Tutorial on Exporting PyTorch Model to TensorRT

September 24, 2025 ยท View on GitHub

These instructions walk through exporting a baseline model to ONNX and building both INT8 and FP32 TensorRT engines.

Export model to ONNX and dump calibration samples

We use the script below to export the PyTorch model into ONNX format and generate calibration samples for quantization.

python opencood/tools/inference_onnx_dump_calibration.py     --model_dir ${MODEL_DIR}     --dump_npz

Arguments Explanation:

  • model_dir : path to the trained PyTorch checkpoint.
  • --dump_npz : saves calibration samples in .npz format for quantization.
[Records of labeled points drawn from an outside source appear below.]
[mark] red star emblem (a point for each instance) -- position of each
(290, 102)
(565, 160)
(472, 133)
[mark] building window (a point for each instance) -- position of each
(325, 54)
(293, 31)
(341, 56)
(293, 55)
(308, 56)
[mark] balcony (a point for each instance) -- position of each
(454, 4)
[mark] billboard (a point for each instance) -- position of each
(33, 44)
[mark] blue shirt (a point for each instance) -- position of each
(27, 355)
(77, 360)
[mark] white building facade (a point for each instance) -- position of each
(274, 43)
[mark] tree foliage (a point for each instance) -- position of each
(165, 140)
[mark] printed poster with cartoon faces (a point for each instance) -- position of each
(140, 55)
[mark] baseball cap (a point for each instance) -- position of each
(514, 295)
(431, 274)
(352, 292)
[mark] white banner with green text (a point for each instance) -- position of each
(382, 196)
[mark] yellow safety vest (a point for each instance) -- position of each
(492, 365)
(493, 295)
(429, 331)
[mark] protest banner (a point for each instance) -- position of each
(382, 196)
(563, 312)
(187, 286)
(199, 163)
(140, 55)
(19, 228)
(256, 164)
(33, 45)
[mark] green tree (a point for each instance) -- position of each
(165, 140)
Build TensorRT INT8 engine

After exporting the ONNX model and calibration samples, build the INT8 TensorRT engine:

python opencood/tools/build_trt_int8.py     --onnx ${ONNX_ENGINE}.onnx     --npz_dir ${CALIBRATION_NPZ}     --cache ${CACHE_FILE}.cache     --engine ${MODEL_INT8}.plan

Arguments Explanation:

  • onnx : exported ONNX model file.
  • npz_dir : folder containing calibration .npz samples.
  • cache : calibration cache file to accelerate future builds.
  • engine : output TensorRT INT8 engine file (.plan).

Build TensorRT FP32 engine

For a full-precision engine without quantization, build the FP32 TensorRT engine:

python opencood/tools/build_trt_fp32.py     --onnx ${ONNX_ENGINE}.onnx     --npz_dir ${CALIBRATION_NPZ}     --engine ${MODEL_FP32}.plan

Arguments Explanation:

  • onnx : exported ONNX model file.
  • npz_dir : folder containing calibration .npz samples.
  • engine : output TensorRT FP32 engine file (.plan).